My days with my high schoolers aren't like that. We talk about mitosis, why we can't have a free day (same answer, different day), how old they think I am, how lazy I think they are, how many days we have til EOC, oh and did I mention, why today is not a free day? I am expected to keep that professional boundary that keeps me from sharing the really important parts of my life - like calling.
It's hard.
I've struggled quite a bit this year with my role. I think I had a lot of who I am wrapped up in what I did. I wasn't defined by a marriage or by motherhood. I didn't have the struggles and joys of fulfillment in that. And, so for me, my fulfillment, identity, and life became marked by who I invested in as a campus minister.

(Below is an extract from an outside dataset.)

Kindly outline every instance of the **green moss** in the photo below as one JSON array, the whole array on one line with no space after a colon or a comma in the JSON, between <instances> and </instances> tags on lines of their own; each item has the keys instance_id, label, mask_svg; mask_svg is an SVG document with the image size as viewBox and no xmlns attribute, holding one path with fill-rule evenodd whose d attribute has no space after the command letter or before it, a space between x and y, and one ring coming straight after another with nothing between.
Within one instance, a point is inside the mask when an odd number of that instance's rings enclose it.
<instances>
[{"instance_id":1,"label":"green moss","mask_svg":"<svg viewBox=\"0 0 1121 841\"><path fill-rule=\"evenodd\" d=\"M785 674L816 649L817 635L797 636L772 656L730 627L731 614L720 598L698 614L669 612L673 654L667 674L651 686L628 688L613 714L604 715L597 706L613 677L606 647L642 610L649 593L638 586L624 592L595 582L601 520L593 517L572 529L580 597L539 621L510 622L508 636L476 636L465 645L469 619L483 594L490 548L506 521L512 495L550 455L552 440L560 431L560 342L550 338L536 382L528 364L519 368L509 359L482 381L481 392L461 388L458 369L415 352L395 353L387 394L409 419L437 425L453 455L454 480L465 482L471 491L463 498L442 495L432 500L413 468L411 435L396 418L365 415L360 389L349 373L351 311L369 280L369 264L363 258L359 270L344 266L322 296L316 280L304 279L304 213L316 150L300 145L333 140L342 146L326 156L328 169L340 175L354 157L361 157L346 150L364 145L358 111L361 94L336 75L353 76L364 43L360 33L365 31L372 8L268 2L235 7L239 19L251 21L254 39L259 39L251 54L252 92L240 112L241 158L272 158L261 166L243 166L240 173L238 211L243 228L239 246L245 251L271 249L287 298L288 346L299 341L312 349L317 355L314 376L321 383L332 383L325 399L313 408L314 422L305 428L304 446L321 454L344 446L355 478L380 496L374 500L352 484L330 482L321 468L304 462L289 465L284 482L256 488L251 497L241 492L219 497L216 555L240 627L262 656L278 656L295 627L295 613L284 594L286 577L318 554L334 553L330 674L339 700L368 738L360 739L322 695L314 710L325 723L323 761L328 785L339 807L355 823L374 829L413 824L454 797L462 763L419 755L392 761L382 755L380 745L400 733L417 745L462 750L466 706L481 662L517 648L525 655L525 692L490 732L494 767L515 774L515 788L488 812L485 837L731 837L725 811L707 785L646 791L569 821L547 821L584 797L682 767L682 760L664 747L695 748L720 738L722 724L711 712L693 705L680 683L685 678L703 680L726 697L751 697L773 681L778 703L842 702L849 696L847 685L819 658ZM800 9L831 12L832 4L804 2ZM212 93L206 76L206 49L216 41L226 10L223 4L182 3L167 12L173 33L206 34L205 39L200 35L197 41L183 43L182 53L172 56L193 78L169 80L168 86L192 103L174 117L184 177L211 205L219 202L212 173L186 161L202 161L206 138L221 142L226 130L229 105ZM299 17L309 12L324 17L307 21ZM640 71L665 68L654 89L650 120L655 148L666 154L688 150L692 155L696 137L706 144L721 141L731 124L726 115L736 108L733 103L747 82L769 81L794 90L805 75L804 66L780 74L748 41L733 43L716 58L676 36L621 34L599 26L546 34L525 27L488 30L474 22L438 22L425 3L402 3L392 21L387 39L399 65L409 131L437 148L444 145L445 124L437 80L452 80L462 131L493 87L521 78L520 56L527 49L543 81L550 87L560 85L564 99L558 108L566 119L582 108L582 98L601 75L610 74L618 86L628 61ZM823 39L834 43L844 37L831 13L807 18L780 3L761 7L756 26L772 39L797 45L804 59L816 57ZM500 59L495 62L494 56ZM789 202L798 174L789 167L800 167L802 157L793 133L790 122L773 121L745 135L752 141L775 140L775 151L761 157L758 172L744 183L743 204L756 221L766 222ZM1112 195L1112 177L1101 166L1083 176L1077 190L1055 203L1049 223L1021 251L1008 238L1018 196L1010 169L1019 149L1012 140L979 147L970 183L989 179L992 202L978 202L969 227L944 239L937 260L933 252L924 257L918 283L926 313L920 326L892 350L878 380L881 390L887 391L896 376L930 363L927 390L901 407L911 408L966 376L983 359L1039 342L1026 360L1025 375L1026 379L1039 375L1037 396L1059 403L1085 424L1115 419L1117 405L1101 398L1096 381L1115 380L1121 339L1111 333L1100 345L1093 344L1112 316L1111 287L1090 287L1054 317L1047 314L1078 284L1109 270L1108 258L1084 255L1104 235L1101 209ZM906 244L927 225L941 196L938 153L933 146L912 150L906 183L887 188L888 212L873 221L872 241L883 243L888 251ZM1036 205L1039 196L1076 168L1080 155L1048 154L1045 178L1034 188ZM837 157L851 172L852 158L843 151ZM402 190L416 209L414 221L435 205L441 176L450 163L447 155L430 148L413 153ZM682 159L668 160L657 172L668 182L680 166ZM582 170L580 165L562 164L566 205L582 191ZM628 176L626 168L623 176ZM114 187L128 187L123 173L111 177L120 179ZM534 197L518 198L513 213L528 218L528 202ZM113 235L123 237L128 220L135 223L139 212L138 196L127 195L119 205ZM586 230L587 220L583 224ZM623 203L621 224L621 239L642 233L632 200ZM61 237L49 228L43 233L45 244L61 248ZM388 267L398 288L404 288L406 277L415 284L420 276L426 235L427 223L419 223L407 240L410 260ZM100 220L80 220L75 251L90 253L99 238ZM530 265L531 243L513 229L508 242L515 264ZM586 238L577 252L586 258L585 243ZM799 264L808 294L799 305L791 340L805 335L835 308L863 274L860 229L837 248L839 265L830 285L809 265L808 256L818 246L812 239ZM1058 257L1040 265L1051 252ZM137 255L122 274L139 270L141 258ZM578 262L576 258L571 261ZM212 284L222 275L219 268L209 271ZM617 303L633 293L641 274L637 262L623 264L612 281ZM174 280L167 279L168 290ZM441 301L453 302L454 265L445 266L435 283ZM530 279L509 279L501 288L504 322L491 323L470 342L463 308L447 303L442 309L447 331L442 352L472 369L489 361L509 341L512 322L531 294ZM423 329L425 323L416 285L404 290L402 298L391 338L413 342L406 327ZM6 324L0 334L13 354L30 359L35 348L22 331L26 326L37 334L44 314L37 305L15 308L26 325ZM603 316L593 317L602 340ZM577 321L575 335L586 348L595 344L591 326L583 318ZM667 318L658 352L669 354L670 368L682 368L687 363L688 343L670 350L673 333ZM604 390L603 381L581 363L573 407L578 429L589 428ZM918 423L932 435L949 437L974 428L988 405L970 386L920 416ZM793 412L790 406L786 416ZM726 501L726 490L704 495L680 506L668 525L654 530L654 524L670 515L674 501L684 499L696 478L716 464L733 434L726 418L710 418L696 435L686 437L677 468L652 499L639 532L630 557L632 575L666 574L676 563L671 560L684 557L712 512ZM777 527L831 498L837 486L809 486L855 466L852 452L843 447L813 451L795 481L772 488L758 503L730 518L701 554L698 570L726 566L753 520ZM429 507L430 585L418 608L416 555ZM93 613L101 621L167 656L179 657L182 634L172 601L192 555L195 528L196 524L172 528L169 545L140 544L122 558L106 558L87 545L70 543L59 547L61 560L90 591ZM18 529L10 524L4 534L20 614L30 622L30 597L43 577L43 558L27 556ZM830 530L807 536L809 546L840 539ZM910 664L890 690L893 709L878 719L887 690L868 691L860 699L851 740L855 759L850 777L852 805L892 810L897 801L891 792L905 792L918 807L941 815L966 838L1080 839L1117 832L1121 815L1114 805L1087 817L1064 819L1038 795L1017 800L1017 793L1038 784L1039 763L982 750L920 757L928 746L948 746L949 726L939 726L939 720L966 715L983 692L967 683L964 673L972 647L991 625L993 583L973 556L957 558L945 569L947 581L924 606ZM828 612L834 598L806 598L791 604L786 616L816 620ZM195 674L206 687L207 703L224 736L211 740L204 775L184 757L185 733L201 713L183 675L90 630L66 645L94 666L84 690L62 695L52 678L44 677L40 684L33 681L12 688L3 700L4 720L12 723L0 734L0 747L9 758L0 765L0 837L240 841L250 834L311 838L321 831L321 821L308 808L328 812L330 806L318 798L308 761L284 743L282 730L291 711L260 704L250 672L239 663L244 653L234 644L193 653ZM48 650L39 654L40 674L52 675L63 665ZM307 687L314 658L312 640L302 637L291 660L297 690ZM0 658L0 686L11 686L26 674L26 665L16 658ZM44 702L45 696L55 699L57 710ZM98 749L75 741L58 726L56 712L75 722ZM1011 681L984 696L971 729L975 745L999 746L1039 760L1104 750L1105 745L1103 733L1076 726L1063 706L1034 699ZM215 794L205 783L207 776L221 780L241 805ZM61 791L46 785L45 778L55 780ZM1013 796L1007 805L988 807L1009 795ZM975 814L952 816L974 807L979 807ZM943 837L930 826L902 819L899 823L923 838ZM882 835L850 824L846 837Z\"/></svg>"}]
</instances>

And that all changed. I KNOW this is where God has me for this season. I LOVE the joys of doing life with my family again - not missing all of the holidays and birthdays, family dinners, impromtu adventures. And I KNOW God provided, not just this job (there are 1000 reasons I should not have gotten it!) but also this house (while I still own one in GA!). But, I've struggled to find my "new" place.
And today I was reminded as I walked out to my car, tired, overwhelmed and with hope that no, these 80+ kids I spend every day with are NOT my college kids. I will not know them on that level, probably. I will not see their aha moments, often. Like Denver, they are different. The same kind of different as me. We are all just regular folks walking down the road God has put in front of us ... and had God not put me on this road for this season, I would have missed so much.
In just the past week, I've had a student arrested for armed robbery, released on bail, and returned to my classroom. I got to listen to his story. I got to extend grace for his choices. I got to say, "Do not let this define your life. Do not be famous for a stupid decision you made at 16. And if you need someone to say nice things about you, I will"
I got to say to another, "Don't judge God by the decisions of people. Many who profess to follow Him look very little like Him."
And today, I got to encourage a girl who was making probably the hardest and bravest decision of her life, to get out of an abusive relationship. And I got to remind her that she deserves to be treated with respect as someone of great value. And I got to say to her, You owe no one an explanation. But you owe it to yourself to remember the truth. You are brave. You are strong. You have done the right thing.
I may feel some days like my property value has decreased in my new job. But it is my current act of worship. Several years ago as I prepared to speak at our worship Gathering, I came across the words of Romans 12:1-2 from the message. It says ...
So here’s what I want you to do, God helping you: Take your everyday, ordinary life—your sleeping, eating, going-to-work, and walking-around life—and place it before God as an offering. Embracing what God does for you is the best thing you can do for him. Don’t become so well-adjusted to your culture that you fit into it without even thinking. Instead, fix your attention on God. You’ll be changed from the inside out. Readily recognize what he wants from you, and quickly respond to it. Unlike the culture around you, always dragging you down to its level of immaturity, God brings the best out of you, develops well-formed maturity in you.
So, I am taking my everyday ordinary life (a life that's not so bad or boring after all) and lifting it up to the Father as my offering today.